Petit-fils de l'agronome Jacques Joseph Baudrillart, il est le fils de l'économiste Henri Baudrillart, et, allié à la famille de Sacy par sa mère, petit-fils de l'illustre orientaliste Silvestre de Sacy. Condisciple de Jean Jaurès, d'Émile Durkheim et d'Henri Bergson à l'École normale supérieure de la rue d'Ulm (promotion 1878), il est agrégé d’histoire en 1881 et docteur ès lettres et en théologie. D'abord professeur au lycée de Laval, au lycée de Caen, puis au collège Stanislas à Paris, il entre dans les ordres et rejoint la congrégation de l’Oratoire (oratoriens). Il est ordonné prêtre en 1893. Historien de formation, il est l'auteur de nombreux ouvrages dont une monumentale histoire de Philippe V et la Cour de France. Professeur à l'Institut catholique de Paris, il succède à Mgr d'Hulst en 1907 et devient recteur de cet établissement d’enseignement supérieur catholique auquel il va consacrer toute son énergie au cours de sa vie. Fondateur des Amitiés catholiques françaises, il participe pendant la Première Guerre mondiale à une importante tournée de propagande en Amérique.

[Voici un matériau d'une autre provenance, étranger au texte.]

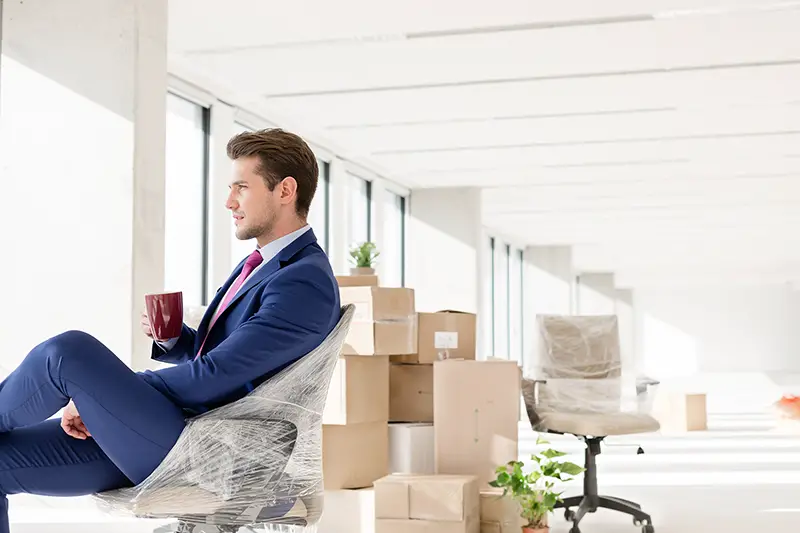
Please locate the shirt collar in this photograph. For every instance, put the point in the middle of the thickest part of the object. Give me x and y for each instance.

Fortement belliciste, il écrit notamment en août 1914, à propos de la guerre qui vient d'éclater (et qui allait faire plus de 18 millions de morts) :
« Je pense que, en dépit des sacrifices et des douleurs sur quoi il n’y a point lieu de s’étendre – tous nous en sentons l’amertume – ces événements sont fort heureux. Laissez-moi vous dire que, pour mon humble part, il y a quarante-quatre ans que je les attends. (...) Jamais, à aucun moment et sous aucun prétexte, je n’ai donné dans l’illusion pacifiste ; jamais je n’ai cru que la France pût retrouver son rang parmi les nations autrement que par la reprise - et la reprise par les armes – de l’Alsace-Lorraine. (...) La France se refait et, selon moi, elle ne pouvait pas se refaire autrement que par la guerre qui la purifie et qui l’unit. (...) ... parmi ces frères qui auront livré ensemble le glorieux et décisif combat, il n’y aura plus ce qu’on appelle d’un nom odieux les ennemis de l’intérieur, plus de parias. Que Dieu nous donne la victoire féconde ! »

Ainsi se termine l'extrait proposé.